下農高生が集団献血に協力

子育て・医療・福祉

[ 2015年 11月 30日 月曜日 8時50分 ]

 飯田市鼎名古熊の下伊那農業高校(遠山善治校長、生徒数471人)で26日、県赤十字血液センター(諏訪市)の移動採血車による集団献血が行われた。県立高校で生徒が献血を行うのは「大変珍しい」(同センター)といい、同校は2002年以来13年ぶり、県立高校としては6年ぶりの復活第1号となった。

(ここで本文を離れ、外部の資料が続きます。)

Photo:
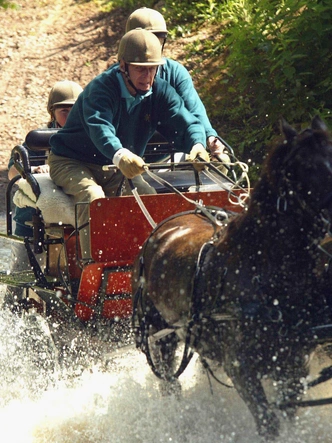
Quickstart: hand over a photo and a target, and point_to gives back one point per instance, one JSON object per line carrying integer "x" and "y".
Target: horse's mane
{"x": 275, "y": 168}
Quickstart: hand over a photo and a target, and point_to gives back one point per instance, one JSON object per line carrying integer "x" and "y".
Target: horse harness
{"x": 218, "y": 218}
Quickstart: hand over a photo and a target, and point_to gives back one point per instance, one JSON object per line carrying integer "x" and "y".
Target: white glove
{"x": 198, "y": 150}
{"x": 218, "y": 153}
{"x": 129, "y": 163}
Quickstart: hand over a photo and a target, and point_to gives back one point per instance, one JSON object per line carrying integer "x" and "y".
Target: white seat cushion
{"x": 55, "y": 205}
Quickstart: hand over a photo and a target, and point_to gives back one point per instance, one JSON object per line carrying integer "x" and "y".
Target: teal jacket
{"x": 99, "y": 123}
{"x": 178, "y": 76}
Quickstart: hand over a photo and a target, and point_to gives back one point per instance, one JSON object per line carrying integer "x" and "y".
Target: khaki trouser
{"x": 87, "y": 182}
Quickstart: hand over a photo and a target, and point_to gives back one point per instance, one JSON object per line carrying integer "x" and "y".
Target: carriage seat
{"x": 55, "y": 206}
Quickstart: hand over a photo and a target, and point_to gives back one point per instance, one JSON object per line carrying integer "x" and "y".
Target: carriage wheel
{"x": 167, "y": 355}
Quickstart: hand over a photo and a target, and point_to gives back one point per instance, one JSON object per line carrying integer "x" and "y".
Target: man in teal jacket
{"x": 112, "y": 121}
{"x": 178, "y": 76}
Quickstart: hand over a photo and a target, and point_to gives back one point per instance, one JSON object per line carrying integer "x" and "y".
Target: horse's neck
{"x": 279, "y": 232}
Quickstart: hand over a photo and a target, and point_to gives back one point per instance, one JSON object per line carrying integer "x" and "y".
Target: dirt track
{"x": 41, "y": 43}
{"x": 45, "y": 41}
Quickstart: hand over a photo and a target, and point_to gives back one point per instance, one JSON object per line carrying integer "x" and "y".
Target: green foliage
{"x": 272, "y": 58}
{"x": 186, "y": 16}
{"x": 7, "y": 4}
{"x": 128, "y": 5}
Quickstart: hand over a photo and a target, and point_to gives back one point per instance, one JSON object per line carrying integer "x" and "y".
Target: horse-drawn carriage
{"x": 94, "y": 296}
{"x": 197, "y": 270}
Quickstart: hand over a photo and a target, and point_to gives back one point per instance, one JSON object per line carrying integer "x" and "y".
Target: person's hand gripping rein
{"x": 129, "y": 163}
{"x": 198, "y": 150}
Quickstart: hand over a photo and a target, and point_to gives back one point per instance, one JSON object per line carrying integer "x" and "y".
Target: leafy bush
{"x": 271, "y": 59}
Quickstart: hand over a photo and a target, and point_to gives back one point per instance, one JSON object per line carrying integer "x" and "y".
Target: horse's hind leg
{"x": 251, "y": 390}
{"x": 160, "y": 351}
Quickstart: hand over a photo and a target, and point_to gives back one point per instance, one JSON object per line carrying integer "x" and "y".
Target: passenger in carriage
{"x": 112, "y": 122}
{"x": 178, "y": 77}
{"x": 61, "y": 98}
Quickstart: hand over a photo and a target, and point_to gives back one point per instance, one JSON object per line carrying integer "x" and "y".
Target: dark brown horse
{"x": 245, "y": 294}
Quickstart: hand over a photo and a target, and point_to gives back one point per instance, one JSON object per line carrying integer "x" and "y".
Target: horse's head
{"x": 300, "y": 169}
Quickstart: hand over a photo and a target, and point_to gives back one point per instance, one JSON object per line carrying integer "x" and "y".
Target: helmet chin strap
{"x": 126, "y": 73}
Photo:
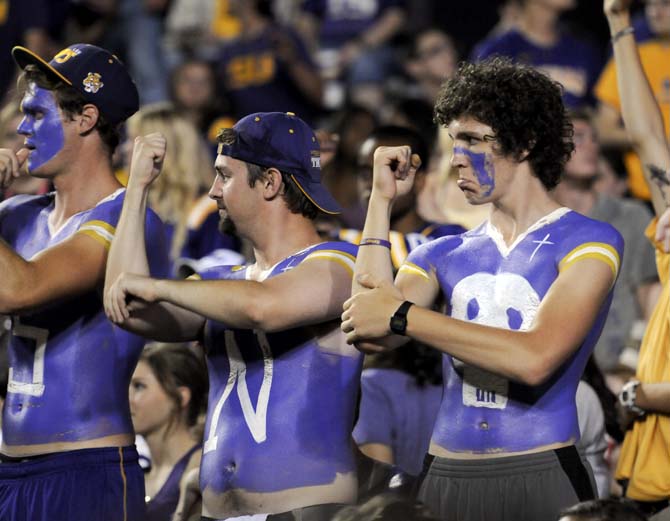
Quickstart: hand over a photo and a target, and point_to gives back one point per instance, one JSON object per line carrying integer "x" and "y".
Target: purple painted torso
{"x": 486, "y": 282}
{"x": 281, "y": 405}
{"x": 69, "y": 366}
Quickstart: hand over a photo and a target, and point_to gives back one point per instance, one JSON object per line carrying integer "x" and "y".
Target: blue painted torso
{"x": 486, "y": 282}
{"x": 69, "y": 366}
{"x": 281, "y": 405}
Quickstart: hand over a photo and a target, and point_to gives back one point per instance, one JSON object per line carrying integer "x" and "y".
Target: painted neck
{"x": 279, "y": 236}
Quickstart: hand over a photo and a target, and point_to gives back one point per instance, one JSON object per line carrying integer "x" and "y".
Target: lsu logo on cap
{"x": 92, "y": 82}
{"x": 316, "y": 159}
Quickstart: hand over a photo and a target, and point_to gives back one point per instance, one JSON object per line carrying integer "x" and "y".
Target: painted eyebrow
{"x": 464, "y": 134}
{"x": 223, "y": 170}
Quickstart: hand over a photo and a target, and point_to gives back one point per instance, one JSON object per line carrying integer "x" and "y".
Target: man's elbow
{"x": 16, "y": 299}
{"x": 535, "y": 372}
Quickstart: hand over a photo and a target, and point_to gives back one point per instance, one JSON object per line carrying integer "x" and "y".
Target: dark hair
{"x": 295, "y": 200}
{"x": 404, "y": 135}
{"x": 72, "y": 102}
{"x": 523, "y": 107}
{"x": 177, "y": 365}
{"x": 605, "y": 510}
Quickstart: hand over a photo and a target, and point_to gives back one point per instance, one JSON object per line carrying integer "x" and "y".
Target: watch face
{"x": 398, "y": 324}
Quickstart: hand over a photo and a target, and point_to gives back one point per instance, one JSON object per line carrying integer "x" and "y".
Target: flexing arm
{"x": 316, "y": 290}
{"x": 563, "y": 319}
{"x": 393, "y": 174}
{"x": 641, "y": 113}
{"x": 128, "y": 251}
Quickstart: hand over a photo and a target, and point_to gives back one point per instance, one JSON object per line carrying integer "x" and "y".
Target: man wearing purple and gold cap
{"x": 67, "y": 449}
{"x": 283, "y": 384}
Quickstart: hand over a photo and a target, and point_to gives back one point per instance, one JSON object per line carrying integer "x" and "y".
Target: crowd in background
{"x": 360, "y": 70}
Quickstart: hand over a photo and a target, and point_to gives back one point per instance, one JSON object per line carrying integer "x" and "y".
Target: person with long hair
{"x": 168, "y": 396}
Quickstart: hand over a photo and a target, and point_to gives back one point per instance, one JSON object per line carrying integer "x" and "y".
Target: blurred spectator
{"x": 612, "y": 178}
{"x": 652, "y": 32}
{"x": 645, "y": 459}
{"x": 469, "y": 22}
{"x": 592, "y": 441}
{"x": 138, "y": 30}
{"x": 268, "y": 67}
{"x": 602, "y": 510}
{"x": 354, "y": 44}
{"x": 195, "y": 28}
{"x": 637, "y": 287}
{"x": 193, "y": 92}
{"x": 400, "y": 396}
{"x": 22, "y": 22}
{"x": 168, "y": 397}
{"x": 538, "y": 39}
{"x": 187, "y": 169}
{"x": 433, "y": 61}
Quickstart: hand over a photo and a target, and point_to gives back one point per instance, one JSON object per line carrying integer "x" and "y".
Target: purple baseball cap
{"x": 99, "y": 75}
{"x": 283, "y": 141}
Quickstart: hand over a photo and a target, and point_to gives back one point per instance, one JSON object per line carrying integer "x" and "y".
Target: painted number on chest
{"x": 483, "y": 389}
{"x": 256, "y": 419}
{"x": 39, "y": 336}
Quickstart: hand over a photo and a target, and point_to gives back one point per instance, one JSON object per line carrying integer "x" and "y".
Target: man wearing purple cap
{"x": 67, "y": 449}
{"x": 283, "y": 384}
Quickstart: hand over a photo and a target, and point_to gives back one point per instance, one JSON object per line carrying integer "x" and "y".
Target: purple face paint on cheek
{"x": 483, "y": 168}
{"x": 42, "y": 126}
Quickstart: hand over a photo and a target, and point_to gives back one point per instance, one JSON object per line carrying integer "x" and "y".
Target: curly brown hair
{"x": 523, "y": 107}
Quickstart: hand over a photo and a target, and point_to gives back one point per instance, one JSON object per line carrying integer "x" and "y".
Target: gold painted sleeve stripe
{"x": 593, "y": 250}
{"x": 97, "y": 236}
{"x": 99, "y": 225}
{"x": 412, "y": 269}
{"x": 341, "y": 258}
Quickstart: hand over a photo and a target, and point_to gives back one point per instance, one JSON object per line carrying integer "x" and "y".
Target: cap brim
{"x": 24, "y": 57}
{"x": 319, "y": 196}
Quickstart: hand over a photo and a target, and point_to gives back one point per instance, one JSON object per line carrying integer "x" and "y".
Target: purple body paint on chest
{"x": 483, "y": 168}
{"x": 42, "y": 126}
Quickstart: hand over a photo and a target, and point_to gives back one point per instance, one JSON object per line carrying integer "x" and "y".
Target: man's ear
{"x": 88, "y": 118}
{"x": 525, "y": 153}
{"x": 184, "y": 396}
{"x": 272, "y": 183}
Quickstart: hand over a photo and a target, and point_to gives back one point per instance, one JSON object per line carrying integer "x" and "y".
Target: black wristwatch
{"x": 398, "y": 322}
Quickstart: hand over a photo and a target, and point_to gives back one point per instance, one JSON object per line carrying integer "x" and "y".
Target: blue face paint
{"x": 42, "y": 126}
{"x": 483, "y": 168}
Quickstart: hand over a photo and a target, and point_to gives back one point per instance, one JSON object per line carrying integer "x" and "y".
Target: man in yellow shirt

 献血は、400ミリリットルが男子は17歳以上、女子は18歳以上、200ミリリットルは男女とも16歳以上ならできる。病院の需要は95%以上が400ミリリットルのため、一般的には400ミリリットルを中心に献血を行っているが、高校生は初めて献血をする人もいるため200ミリリットルも行った。

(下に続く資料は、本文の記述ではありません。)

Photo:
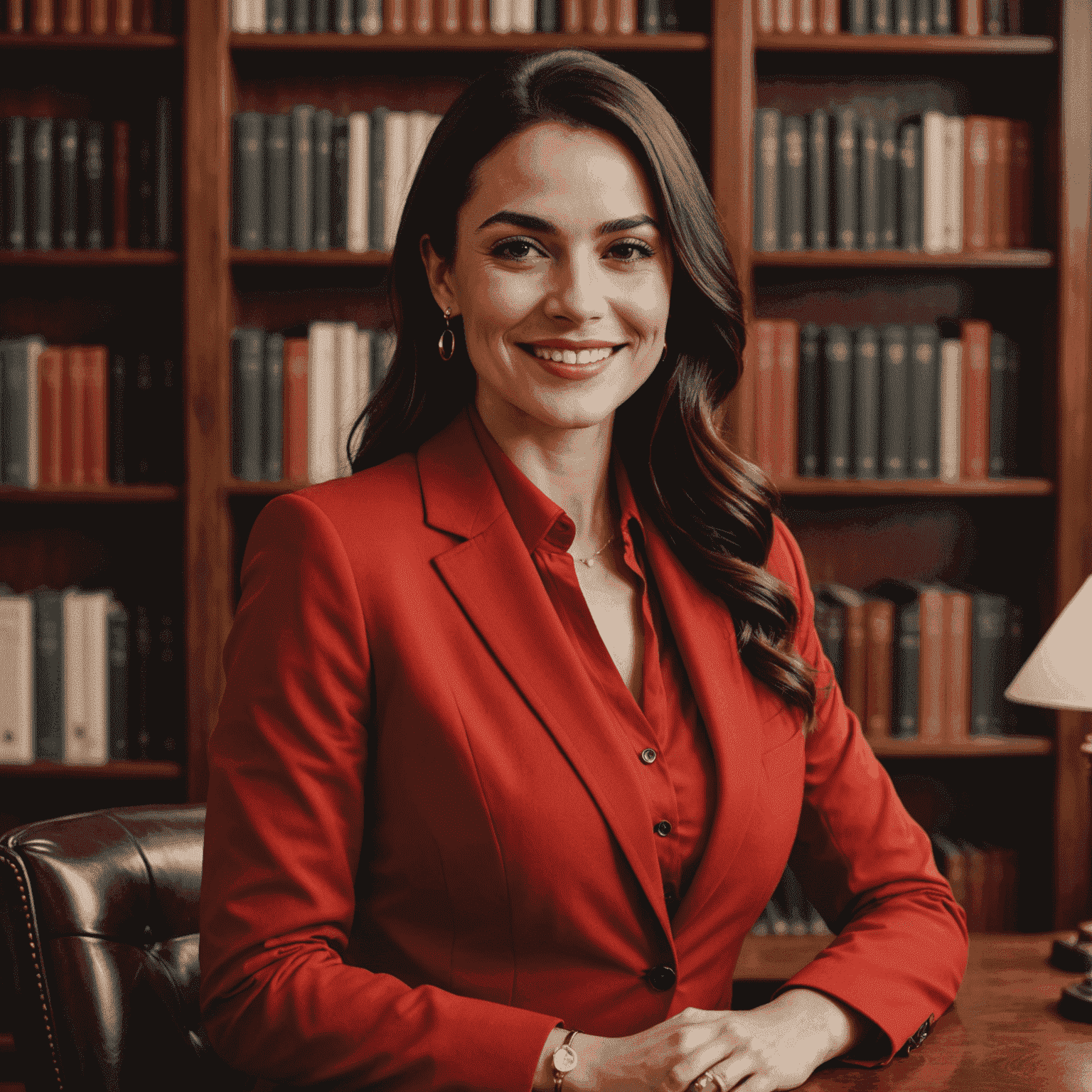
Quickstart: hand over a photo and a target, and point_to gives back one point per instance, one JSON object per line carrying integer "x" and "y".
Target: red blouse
{"x": 665, "y": 732}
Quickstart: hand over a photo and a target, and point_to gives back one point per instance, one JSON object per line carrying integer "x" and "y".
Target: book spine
{"x": 323, "y": 141}
{"x": 809, "y": 405}
{"x": 975, "y": 391}
{"x": 819, "y": 178}
{"x": 120, "y": 162}
{"x": 866, "y": 403}
{"x": 277, "y": 183}
{"x": 837, "y": 366}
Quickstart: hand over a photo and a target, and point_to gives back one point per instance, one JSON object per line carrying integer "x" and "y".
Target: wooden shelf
{"x": 90, "y": 257}
{"x": 85, "y": 494}
{"x": 1006, "y": 44}
{"x": 914, "y": 487}
{"x": 109, "y": 771}
{"x": 487, "y": 43}
{"x": 902, "y": 259}
{"x": 976, "y": 747}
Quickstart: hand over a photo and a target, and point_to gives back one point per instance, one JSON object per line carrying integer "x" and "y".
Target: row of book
{"x": 922, "y": 661}
{"x": 294, "y": 400}
{"x": 923, "y": 401}
{"x": 56, "y": 191}
{"x": 859, "y": 178}
{"x": 89, "y": 16}
{"x": 889, "y": 16}
{"x": 452, "y": 16}
{"x": 87, "y": 415}
{"x": 307, "y": 181}
{"x": 85, "y": 680}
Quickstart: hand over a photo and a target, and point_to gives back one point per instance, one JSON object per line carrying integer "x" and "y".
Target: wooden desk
{"x": 1002, "y": 1034}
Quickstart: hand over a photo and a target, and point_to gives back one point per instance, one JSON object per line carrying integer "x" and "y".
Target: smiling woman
{"x": 523, "y": 719}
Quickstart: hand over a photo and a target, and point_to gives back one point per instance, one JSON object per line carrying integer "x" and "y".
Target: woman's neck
{"x": 570, "y": 466}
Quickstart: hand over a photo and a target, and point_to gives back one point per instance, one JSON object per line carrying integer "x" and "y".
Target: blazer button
{"x": 661, "y": 978}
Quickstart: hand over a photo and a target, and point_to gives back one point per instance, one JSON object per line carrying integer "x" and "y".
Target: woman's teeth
{"x": 570, "y": 356}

 同校では、献血ができる年齢の生徒約400人(うち400ミリリットル160人)から希望を取ったところ、希望者が採血車の限界を超える54人いたため、1年生は断って400ミリリットルと200ミリリットルを17人ずつ計34人(うち教員7人は400ミリリットル)に絞り同センターへ申し込んだ。この日はテストの最終日で、3年生はテストが終わって自動車学校へ行ったため、ほとんどが2年生だった。

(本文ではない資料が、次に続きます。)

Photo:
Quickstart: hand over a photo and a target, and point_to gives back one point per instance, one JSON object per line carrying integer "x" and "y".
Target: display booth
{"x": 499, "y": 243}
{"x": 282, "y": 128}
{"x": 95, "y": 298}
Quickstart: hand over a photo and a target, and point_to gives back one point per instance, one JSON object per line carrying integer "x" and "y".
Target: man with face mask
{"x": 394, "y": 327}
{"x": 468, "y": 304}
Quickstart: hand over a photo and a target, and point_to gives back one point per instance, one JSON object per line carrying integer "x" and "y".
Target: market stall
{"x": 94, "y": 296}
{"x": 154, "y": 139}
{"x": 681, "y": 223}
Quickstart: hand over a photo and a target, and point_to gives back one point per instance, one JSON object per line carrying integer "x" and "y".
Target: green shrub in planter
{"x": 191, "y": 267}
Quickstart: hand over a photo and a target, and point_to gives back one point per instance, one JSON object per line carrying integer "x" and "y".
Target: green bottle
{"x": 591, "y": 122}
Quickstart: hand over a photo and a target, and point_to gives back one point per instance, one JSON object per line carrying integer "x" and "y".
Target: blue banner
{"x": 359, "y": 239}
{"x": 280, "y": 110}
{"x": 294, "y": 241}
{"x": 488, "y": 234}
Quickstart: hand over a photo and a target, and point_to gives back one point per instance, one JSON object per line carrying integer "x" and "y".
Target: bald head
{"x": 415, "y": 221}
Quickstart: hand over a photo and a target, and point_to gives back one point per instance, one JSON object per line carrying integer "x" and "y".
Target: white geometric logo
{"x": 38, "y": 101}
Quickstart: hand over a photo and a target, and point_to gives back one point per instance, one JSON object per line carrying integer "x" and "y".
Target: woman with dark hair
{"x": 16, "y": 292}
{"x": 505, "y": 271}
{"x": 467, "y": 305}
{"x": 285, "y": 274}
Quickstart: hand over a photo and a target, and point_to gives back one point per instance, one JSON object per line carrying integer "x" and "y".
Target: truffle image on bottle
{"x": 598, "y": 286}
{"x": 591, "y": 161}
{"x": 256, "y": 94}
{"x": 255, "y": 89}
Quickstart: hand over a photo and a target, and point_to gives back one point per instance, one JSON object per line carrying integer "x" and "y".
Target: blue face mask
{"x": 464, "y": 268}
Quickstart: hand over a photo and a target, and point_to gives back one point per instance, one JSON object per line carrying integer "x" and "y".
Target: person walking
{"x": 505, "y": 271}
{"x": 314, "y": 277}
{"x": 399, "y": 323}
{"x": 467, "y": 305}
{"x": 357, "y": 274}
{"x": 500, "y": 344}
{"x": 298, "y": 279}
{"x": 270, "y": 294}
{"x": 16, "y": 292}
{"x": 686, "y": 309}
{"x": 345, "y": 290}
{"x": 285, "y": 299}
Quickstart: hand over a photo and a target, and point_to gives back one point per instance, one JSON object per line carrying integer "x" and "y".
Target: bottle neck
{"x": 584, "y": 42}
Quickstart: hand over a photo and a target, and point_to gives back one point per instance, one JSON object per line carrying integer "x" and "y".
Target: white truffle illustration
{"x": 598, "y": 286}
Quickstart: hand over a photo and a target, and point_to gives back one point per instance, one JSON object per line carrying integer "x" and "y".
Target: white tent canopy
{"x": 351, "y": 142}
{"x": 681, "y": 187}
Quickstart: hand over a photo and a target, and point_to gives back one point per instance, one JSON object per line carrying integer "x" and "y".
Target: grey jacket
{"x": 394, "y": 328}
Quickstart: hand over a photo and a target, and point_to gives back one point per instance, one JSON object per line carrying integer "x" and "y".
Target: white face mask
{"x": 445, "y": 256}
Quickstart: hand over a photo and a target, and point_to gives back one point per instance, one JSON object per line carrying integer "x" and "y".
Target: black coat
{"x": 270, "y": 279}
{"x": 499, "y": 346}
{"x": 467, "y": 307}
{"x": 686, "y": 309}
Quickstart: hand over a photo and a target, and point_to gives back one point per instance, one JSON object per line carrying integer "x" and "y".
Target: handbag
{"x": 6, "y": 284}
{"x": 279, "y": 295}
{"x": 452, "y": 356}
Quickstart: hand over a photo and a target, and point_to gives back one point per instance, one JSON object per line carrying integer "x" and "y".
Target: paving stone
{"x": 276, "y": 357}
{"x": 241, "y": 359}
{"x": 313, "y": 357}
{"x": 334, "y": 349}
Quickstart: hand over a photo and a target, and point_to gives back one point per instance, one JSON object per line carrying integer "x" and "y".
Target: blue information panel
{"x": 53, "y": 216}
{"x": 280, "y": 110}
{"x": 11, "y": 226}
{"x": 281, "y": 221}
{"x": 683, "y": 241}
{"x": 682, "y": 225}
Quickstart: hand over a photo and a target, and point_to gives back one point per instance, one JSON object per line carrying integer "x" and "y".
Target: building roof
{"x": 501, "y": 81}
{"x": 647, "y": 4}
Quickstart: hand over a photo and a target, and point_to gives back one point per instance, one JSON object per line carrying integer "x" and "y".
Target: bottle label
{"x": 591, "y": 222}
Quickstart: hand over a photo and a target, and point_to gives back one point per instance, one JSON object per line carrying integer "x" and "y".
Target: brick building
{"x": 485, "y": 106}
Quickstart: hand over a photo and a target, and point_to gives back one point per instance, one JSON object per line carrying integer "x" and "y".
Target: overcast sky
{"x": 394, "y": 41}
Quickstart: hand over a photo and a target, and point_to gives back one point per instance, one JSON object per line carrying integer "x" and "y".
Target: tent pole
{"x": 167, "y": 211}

 県と県教育委員会では、長野県の献血者数が減少傾向にあり、特に10代~30代の献血者が減少しているため、高校生の献血に力を入れている。同校にも協力の要請があったが、献血はあくまで自主的に行うものであるため、同校では保健の授業で献血の意義を教え理解を深めたうえで生徒から希望を取った。

 保健体育担当の小澤健教頭は「献血の意義を理解してもらうのが最大の目的。意識付けができておれば来年もやってくれる。今回断られて残念がっている生徒もいるので、ことしもう1回やりたい」と説明。今回献血した園芸クリエイト科2年の生徒(17)は「せっかくの機会なので、やってみたいと思った。誰かがやらないといけないが、機会が少ない」と語った。

 同センターの事業課係長は「12月から献血者が減るので、この時期にやってもらえるとありがたい。400ミリリットルの需要が多くなっているなかで、ぜひやってもらいたいが、若い人たちが少なくなっている。高校生の時に経験していると社会人になっても継続してやってもらえる」と話していた。